I was relentlessly humiliated by Cephas- he's still in the Family too last i heard-
Mercy mentions Shem told her that she was too short and had stumpy legs after hrs of breaking her down.
From Cephas, I was tall and being tall had big feet. Not for my size, but something to be self conscious about if someone were to knock it. AND HE DID. He was continually ridiculing me and putting me down, humiliating me and in front of others, too. Not only that, but Cephas beat his wife at the time, Shiloh. On more than one occasion I saw her with a black eye.
At another time he pinned me down when I was having problems submitting to my husbands sex drive in early pregnancy and was bleeding some. He pinned me down on a bed and french kissed me threatening to humiliate me in a bigger way if I didn't "get the victory". Then he broke down in tears praying for me saying I would be a sheep forever. That's pretty sick. That is the kind of person that hangs around Maria these days, or did for awhile.
Where I am going with this is realizing what the king's "men" had in common and what that was, = degrading and humiliating women after they were drawn into a "family" promoting Christian ideals and "love". This occurred even before FFing started, still Berg had written an early letter with his earliest membership about how to deal with women if they weren't submissive enough.
Looking at this, it is easy to realize if this happened to Mercy and it happened to me it must have happened to many other women as well. To be yelled out and have something, or many things about them criticised. The tearing down is similar to what run of the mill pimps do.
They tell a woman they love her and care for her and for the first time perhaps she feels like someone really loves her she is bathed in attention and showered with affection and then the rug is pulled out and she is humiliated, degraded, told she is nothing without the man, she is dirt, nothing, no good because the pimp has moved on to draw others in and needs her compliance and her production.
The reason for this is to hook the woman and then turn her out in some way, to use her for the gain of the man. It's a systematic process.
I was watching a moving today, "The Cooler" with William H. Macy and Alec Baldwin. Many of the Family leaders, men and some women had this same characteristic. In the movie, this woman who works in a casino is hired to keep Macy in line and falls in love with him. Baldwin is the "king's man" sort of guy, or the king in this case.
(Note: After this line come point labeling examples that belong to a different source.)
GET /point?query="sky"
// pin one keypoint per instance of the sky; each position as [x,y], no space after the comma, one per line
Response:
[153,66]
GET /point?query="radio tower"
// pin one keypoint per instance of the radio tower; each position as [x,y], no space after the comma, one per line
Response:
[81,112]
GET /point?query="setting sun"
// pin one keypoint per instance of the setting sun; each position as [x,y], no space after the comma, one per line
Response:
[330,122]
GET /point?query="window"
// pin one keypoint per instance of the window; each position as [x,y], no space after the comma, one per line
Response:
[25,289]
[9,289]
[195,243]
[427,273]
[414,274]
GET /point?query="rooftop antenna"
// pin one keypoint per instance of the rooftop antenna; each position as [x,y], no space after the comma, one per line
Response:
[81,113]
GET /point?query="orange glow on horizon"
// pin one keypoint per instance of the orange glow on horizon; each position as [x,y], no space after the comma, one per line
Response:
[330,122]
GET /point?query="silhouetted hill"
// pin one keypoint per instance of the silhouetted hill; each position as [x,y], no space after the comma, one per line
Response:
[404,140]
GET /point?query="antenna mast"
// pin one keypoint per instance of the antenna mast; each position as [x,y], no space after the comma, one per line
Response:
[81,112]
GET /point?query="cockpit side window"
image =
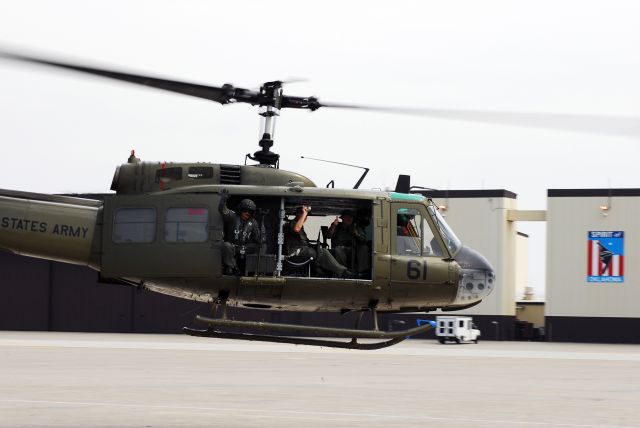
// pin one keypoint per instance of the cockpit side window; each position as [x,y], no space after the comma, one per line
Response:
[414,236]
[450,239]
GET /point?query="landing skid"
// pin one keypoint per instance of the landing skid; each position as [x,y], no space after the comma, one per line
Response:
[388,338]
[293,340]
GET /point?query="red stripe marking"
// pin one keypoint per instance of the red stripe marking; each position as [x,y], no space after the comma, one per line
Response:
[590,258]
[162,176]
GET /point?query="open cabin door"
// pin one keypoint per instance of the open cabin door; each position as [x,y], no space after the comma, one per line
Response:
[146,236]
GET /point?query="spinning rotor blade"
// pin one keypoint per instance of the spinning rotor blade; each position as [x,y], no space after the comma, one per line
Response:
[597,124]
[222,95]
[270,94]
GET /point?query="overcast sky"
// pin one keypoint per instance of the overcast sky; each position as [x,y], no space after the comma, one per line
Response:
[63,132]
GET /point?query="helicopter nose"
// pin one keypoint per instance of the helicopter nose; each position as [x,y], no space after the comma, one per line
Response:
[477,277]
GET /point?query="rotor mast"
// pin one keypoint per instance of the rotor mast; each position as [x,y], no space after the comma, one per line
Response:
[270,105]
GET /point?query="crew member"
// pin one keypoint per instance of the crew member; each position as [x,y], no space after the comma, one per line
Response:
[298,246]
[241,232]
[345,236]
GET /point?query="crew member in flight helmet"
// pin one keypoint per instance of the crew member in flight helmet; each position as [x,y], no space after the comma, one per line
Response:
[297,245]
[240,231]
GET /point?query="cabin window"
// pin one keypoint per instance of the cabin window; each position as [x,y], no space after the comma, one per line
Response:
[414,235]
[200,172]
[186,225]
[169,174]
[134,225]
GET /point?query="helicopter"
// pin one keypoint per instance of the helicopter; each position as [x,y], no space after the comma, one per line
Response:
[162,230]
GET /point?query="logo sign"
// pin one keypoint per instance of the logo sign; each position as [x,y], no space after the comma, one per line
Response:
[605,256]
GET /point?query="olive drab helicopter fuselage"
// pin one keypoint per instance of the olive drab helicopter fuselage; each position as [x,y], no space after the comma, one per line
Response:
[162,230]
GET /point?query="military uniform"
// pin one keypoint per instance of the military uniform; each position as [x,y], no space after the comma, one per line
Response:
[297,247]
[344,239]
[238,234]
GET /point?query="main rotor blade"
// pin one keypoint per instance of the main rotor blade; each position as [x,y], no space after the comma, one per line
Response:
[222,95]
[598,124]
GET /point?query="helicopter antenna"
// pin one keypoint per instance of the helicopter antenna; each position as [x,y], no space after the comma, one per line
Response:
[364,174]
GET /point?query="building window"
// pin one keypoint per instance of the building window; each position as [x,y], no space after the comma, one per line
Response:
[186,225]
[134,225]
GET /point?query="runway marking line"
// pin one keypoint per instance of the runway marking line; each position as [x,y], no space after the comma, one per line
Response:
[451,351]
[296,414]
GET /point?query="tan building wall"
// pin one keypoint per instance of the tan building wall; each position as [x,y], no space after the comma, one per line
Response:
[532,312]
[571,215]
[522,265]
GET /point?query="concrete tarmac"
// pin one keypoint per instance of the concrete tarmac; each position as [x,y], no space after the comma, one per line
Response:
[118,380]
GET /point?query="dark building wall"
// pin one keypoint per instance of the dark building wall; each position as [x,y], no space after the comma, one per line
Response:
[593,329]
[24,293]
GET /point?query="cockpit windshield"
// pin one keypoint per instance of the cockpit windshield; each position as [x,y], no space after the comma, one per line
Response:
[450,239]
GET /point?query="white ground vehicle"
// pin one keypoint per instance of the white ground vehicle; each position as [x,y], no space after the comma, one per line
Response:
[456,329]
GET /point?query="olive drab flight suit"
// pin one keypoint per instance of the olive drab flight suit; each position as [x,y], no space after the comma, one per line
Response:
[344,239]
[298,248]
[238,234]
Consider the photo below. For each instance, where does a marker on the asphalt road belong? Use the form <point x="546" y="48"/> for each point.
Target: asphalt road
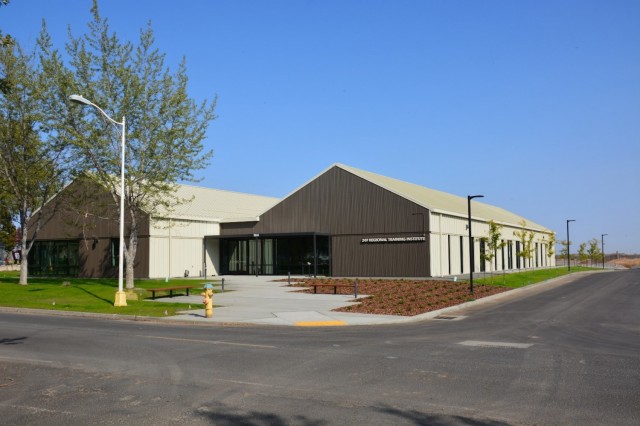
<point x="569" y="355"/>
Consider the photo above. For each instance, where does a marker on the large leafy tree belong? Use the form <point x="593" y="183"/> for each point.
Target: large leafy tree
<point x="31" y="154"/>
<point x="493" y="244"/>
<point x="165" y="128"/>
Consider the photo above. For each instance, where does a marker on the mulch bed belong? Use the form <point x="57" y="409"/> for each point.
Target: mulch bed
<point x="403" y="297"/>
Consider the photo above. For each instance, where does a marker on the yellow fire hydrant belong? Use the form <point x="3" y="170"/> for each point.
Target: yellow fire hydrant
<point x="207" y="299"/>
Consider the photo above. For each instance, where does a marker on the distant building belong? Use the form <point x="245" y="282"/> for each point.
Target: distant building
<point x="344" y="222"/>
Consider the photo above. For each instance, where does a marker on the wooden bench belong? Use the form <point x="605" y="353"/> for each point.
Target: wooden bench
<point x="335" y="287"/>
<point x="169" y="289"/>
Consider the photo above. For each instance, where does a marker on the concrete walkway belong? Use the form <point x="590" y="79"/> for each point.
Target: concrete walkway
<point x="262" y="300"/>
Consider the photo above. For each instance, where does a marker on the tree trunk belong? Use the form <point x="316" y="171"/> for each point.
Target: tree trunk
<point x="130" y="253"/>
<point x="24" y="270"/>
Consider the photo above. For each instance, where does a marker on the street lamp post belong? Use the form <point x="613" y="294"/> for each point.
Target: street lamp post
<point x="471" y="248"/>
<point x="569" y="245"/>
<point x="602" y="245"/>
<point x="120" y="298"/>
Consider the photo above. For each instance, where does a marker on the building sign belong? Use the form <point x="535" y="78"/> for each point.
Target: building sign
<point x="386" y="240"/>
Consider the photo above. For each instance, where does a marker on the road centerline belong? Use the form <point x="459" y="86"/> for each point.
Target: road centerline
<point x="209" y="342"/>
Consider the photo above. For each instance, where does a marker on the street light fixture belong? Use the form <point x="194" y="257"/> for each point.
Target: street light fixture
<point x="424" y="226"/>
<point x="569" y="245"/>
<point x="602" y="241"/>
<point x="120" y="298"/>
<point x="471" y="248"/>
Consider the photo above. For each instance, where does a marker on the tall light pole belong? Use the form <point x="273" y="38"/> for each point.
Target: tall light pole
<point x="120" y="298"/>
<point x="471" y="248"/>
<point x="602" y="242"/>
<point x="424" y="226"/>
<point x="569" y="245"/>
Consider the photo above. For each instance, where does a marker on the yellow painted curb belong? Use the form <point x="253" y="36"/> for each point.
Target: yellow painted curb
<point x="319" y="323"/>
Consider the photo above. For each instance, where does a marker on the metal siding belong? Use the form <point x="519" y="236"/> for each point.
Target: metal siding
<point x="77" y="213"/>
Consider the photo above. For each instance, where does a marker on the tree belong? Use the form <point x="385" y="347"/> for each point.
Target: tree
<point x="551" y="245"/>
<point x="565" y="248"/>
<point x="526" y="243"/>
<point x="593" y="252"/>
<point x="164" y="126"/>
<point x="493" y="243"/>
<point x="5" y="41"/>
<point x="31" y="153"/>
<point x="7" y="228"/>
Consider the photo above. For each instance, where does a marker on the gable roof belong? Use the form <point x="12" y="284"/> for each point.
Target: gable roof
<point x="442" y="202"/>
<point x="217" y="205"/>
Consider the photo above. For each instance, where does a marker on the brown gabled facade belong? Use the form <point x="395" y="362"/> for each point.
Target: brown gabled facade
<point x="371" y="231"/>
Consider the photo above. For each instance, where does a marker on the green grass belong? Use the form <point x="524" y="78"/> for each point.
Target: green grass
<point x="521" y="279"/>
<point x="88" y="295"/>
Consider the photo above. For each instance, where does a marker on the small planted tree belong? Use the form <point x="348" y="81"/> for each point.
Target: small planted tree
<point x="526" y="243"/>
<point x="582" y="253"/>
<point x="493" y="244"/>
<point x="551" y="245"/>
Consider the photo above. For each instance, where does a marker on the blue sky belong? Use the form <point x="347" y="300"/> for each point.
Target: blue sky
<point x="535" y="104"/>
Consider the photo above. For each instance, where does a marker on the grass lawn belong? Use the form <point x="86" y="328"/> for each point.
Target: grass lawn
<point x="89" y="295"/>
<point x="523" y="278"/>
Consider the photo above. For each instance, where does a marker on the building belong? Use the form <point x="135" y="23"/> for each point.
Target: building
<point x="344" y="222"/>
<point x="81" y="238"/>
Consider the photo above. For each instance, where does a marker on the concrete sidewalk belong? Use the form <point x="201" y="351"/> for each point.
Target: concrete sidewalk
<point x="263" y="300"/>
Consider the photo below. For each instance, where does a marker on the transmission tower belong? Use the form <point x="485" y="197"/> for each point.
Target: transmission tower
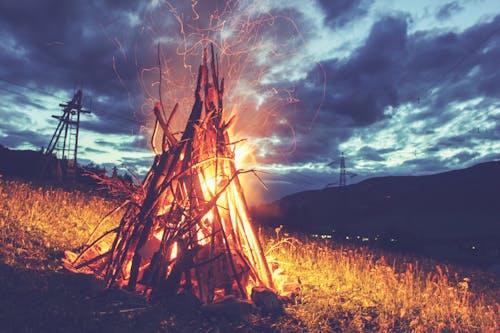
<point x="64" y="141"/>
<point x="342" y="175"/>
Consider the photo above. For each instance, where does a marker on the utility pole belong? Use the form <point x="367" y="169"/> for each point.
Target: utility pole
<point x="342" y="181"/>
<point x="64" y="141"/>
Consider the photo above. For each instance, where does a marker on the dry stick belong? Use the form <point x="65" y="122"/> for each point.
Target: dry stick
<point x="161" y="121"/>
<point x="126" y="202"/>
<point x="260" y="251"/>
<point x="92" y="244"/>
<point x="123" y="229"/>
<point x="230" y="256"/>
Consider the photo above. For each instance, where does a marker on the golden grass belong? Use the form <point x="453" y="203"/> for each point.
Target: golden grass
<point x="342" y="289"/>
<point x="353" y="290"/>
<point x="35" y="220"/>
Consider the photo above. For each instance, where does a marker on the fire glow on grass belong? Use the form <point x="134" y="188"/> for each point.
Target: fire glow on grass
<point x="187" y="228"/>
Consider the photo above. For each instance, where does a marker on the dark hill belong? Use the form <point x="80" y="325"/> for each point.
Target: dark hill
<point x="461" y="206"/>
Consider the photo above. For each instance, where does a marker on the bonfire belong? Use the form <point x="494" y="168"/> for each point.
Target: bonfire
<point x="187" y="227"/>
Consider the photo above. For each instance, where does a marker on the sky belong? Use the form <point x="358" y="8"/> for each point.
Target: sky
<point x="400" y="87"/>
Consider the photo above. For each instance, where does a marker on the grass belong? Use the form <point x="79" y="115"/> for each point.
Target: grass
<point x="342" y="289"/>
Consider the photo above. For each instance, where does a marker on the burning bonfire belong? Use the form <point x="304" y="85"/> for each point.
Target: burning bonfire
<point x="187" y="228"/>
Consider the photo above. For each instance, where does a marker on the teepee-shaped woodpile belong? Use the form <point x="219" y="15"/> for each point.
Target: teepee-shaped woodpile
<point x="189" y="229"/>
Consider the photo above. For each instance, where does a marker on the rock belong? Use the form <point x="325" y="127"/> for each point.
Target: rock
<point x="267" y="300"/>
<point x="231" y="307"/>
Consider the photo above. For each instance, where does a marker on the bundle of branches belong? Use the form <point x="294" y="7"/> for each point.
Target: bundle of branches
<point x="190" y="229"/>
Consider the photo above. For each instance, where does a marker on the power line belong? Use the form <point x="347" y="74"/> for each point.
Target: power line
<point x="31" y="88"/>
<point x="53" y="95"/>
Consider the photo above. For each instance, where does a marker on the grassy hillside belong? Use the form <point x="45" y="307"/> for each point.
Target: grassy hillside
<point x="342" y="289"/>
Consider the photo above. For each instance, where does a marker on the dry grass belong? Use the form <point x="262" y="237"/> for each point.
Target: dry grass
<point x="342" y="290"/>
<point x="38" y="221"/>
<point x="356" y="290"/>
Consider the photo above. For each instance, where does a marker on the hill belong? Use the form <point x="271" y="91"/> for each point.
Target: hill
<point x="458" y="209"/>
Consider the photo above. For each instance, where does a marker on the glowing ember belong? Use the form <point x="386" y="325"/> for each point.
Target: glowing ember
<point x="190" y="229"/>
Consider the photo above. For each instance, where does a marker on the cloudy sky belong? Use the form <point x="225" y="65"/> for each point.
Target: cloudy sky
<point x="400" y="88"/>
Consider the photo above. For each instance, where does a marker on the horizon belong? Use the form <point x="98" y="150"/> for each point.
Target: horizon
<point x="400" y="89"/>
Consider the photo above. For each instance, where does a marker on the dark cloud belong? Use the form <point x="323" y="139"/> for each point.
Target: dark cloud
<point x="448" y="10"/>
<point x="340" y="12"/>
<point x="51" y="47"/>
<point x="369" y="154"/>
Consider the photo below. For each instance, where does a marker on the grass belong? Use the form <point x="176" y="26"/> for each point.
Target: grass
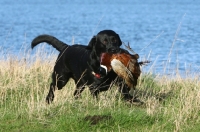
<point x="171" y="103"/>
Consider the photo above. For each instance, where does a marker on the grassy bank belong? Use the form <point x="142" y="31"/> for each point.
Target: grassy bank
<point x="171" y="103"/>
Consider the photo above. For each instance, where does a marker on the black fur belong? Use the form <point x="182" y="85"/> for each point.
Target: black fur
<point x="82" y="63"/>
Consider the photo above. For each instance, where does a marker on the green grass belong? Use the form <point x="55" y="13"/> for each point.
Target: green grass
<point x="170" y="103"/>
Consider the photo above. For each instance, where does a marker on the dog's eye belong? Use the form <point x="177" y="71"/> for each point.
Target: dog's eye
<point x="114" y="40"/>
<point x="105" y="42"/>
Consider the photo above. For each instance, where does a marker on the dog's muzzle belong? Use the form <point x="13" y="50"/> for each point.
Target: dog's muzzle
<point x="113" y="50"/>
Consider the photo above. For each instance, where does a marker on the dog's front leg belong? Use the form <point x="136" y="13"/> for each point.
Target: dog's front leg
<point x="94" y="91"/>
<point x="50" y="95"/>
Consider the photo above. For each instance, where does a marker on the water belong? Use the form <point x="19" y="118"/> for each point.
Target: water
<point x="160" y="31"/>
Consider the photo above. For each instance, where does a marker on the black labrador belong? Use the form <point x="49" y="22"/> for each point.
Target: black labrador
<point x="82" y="63"/>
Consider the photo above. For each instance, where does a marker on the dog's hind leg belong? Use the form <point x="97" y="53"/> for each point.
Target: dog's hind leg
<point x="58" y="82"/>
<point x="78" y="91"/>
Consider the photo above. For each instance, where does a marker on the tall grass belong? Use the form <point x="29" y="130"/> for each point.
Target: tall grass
<point x="170" y="103"/>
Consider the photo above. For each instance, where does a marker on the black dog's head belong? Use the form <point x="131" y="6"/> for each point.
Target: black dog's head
<point x="105" y="41"/>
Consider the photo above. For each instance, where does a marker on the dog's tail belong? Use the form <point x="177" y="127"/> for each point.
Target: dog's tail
<point x="59" y="45"/>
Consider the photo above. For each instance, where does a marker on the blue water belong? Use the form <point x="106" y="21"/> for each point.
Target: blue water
<point x="160" y="31"/>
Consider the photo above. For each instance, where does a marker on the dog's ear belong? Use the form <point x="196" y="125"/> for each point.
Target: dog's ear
<point x="120" y="42"/>
<point x="91" y="43"/>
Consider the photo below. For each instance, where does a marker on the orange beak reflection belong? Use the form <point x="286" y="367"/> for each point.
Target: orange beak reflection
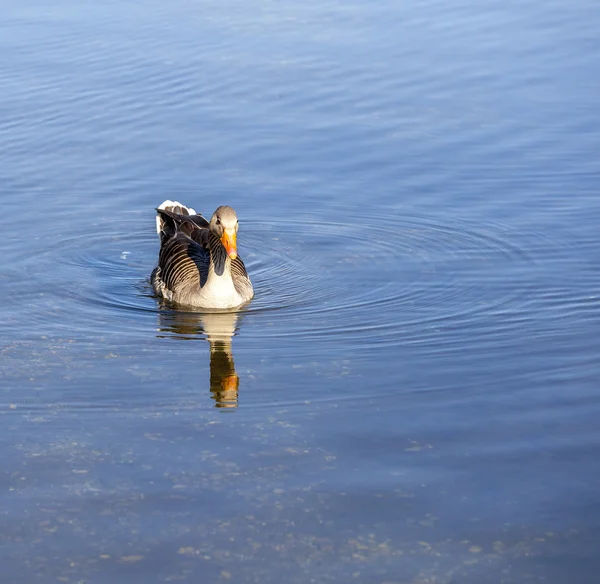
<point x="229" y="243"/>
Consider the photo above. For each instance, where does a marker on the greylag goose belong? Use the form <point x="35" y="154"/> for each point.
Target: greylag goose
<point x="198" y="263"/>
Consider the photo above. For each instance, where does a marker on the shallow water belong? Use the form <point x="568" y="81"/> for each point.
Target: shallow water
<point x="412" y="396"/>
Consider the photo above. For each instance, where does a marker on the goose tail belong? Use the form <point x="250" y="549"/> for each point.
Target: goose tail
<point x="174" y="207"/>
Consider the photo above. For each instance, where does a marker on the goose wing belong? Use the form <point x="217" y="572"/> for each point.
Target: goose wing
<point x="184" y="256"/>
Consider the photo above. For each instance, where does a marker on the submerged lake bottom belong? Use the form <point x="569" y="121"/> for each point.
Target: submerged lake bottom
<point x="329" y="431"/>
<point x="412" y="395"/>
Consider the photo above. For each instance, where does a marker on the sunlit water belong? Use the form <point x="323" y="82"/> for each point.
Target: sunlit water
<point x="412" y="396"/>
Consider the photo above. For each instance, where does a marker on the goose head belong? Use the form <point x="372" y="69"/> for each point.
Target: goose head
<point x="224" y="225"/>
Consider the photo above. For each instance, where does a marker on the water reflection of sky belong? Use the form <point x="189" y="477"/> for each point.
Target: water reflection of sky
<point x="414" y="383"/>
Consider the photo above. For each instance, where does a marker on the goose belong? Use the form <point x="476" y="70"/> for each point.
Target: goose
<point x="198" y="264"/>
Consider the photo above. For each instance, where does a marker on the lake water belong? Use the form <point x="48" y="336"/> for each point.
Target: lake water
<point x="412" y="396"/>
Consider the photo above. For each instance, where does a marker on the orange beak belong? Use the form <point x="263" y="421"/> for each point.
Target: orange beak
<point x="229" y="243"/>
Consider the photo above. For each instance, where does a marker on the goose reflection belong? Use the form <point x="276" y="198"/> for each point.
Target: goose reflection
<point x="218" y="328"/>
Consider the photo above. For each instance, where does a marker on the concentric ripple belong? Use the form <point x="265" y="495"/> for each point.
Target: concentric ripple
<point x="371" y="280"/>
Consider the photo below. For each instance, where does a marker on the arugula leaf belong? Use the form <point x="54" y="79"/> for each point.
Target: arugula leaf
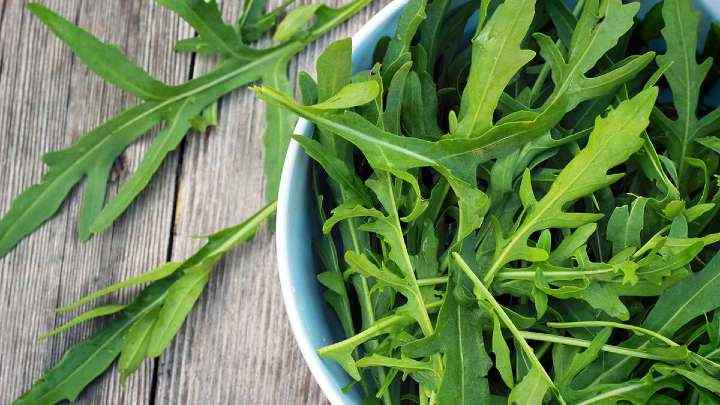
<point x="677" y="306"/>
<point x="612" y="141"/>
<point x="685" y="77"/>
<point x="458" y="336"/>
<point x="127" y="334"/>
<point x="93" y="154"/>
<point x="497" y="57"/>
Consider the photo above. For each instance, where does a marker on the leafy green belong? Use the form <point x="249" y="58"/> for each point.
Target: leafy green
<point x="529" y="197"/>
<point x="176" y="107"/>
<point x="143" y="327"/>
<point x="685" y="77"/>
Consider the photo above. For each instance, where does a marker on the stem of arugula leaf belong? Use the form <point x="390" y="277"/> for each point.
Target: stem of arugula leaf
<point x="482" y="293"/>
<point x="525" y="275"/>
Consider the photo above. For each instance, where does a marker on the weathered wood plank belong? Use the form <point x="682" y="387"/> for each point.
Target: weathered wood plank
<point x="48" y="100"/>
<point x="236" y="346"/>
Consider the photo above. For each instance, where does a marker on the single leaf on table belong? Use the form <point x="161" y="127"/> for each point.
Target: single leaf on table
<point x="178" y="303"/>
<point x="596" y="34"/>
<point x="165" y="142"/>
<point x="685" y="77"/>
<point x="294" y="22"/>
<point x="94" y="153"/>
<point x="396" y="154"/>
<point x="134" y="348"/>
<point x="497" y="56"/>
<point x="611" y="142"/>
<point x="254" y="23"/>
<point x="106" y="60"/>
<point x="279" y="126"/>
<point x="538" y="380"/>
<point x="85" y="361"/>
<point x="458" y="336"/>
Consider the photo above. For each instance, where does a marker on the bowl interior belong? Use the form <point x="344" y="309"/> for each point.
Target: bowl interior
<point x="312" y="322"/>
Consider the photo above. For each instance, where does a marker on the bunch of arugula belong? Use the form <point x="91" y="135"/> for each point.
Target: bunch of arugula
<point x="529" y="195"/>
<point x="145" y="327"/>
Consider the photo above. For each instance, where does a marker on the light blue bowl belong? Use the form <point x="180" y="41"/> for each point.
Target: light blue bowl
<point x="312" y="322"/>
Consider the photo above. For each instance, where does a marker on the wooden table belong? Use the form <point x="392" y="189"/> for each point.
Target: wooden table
<point x="236" y="346"/>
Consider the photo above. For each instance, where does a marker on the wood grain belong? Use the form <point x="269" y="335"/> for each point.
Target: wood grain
<point x="48" y="100"/>
<point x="236" y="347"/>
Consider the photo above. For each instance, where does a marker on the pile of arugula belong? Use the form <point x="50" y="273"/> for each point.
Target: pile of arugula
<point x="528" y="219"/>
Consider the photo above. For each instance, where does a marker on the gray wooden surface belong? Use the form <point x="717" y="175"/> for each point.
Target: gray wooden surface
<point x="236" y="347"/>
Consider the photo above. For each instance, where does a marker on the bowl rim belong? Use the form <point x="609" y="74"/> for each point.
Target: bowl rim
<point x="293" y="156"/>
<point x="294" y="153"/>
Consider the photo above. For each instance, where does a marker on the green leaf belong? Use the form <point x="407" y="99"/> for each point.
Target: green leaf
<point x="538" y="380"/>
<point x="93" y="154"/>
<point x="180" y="299"/>
<point x="685" y="77"/>
<point x="497" y="57"/>
<point x="341" y="352"/>
<point x="611" y="142"/>
<point x="678" y="305"/>
<point x="134" y="348"/>
<point x="458" y="336"/>
<point x="156" y="274"/>
<point x="85" y="361"/>
<point x="350" y="95"/>
<point x="86" y="316"/>
<point x="279" y="125"/>
<point x="205" y="17"/>
<point x="165" y="142"/>
<point x="396" y="154"/>
<point x="394" y="99"/>
<point x="294" y="22"/>
<point x="105" y="60"/>
<point x="710" y="142"/>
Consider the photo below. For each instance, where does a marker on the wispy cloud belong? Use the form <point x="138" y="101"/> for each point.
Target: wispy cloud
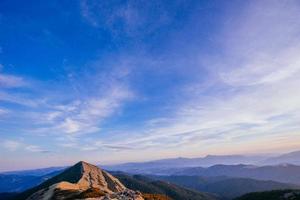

Anyway, they wind up getting out of the business (Macy and the casino girl) and in one scene she looks at Macy and says something like:
'I always saw the world from the gutter until I got to know you and then I saw the world and all the possibilities when I realized how you really loved me'
That's far from quoting the movie, but it was something like that.
That is how I felt years and years during and until meeting someone who loved me unconditionally. In the family I was an object. From my family of origin I was too. But a person doesn't recognize bondage until they have found freedom.
"Sharing" isn't freedom and mixing couples and teaching children through role modeling that this is "God's way" or even that this sort of behavior is normal or good in a non-religious setting is very destructive. It causes the person to be de-personalized. But then that makes them easier to control. People who develop deeper relationships and independence and healthy relationships aren't so easy to control. So busting up families, or allowing other sexual partners in, in a controlled manner under a charter that controls how to do it, right down to ages and keeping it all in the family, and having older teen parties where people have to perform to certain standards to attain a 'controlled freedom' fosters dependence, lack of a positive self esteem without the group to identify with, etc. I don't want to make this too long. My main reason for posting this was to ask other women how they relate to having experiences like this of being blasted and degraded.
Another good movie about this topic is "Sonny" directed by Nicolas Cage. But don't watch it while you are depressed.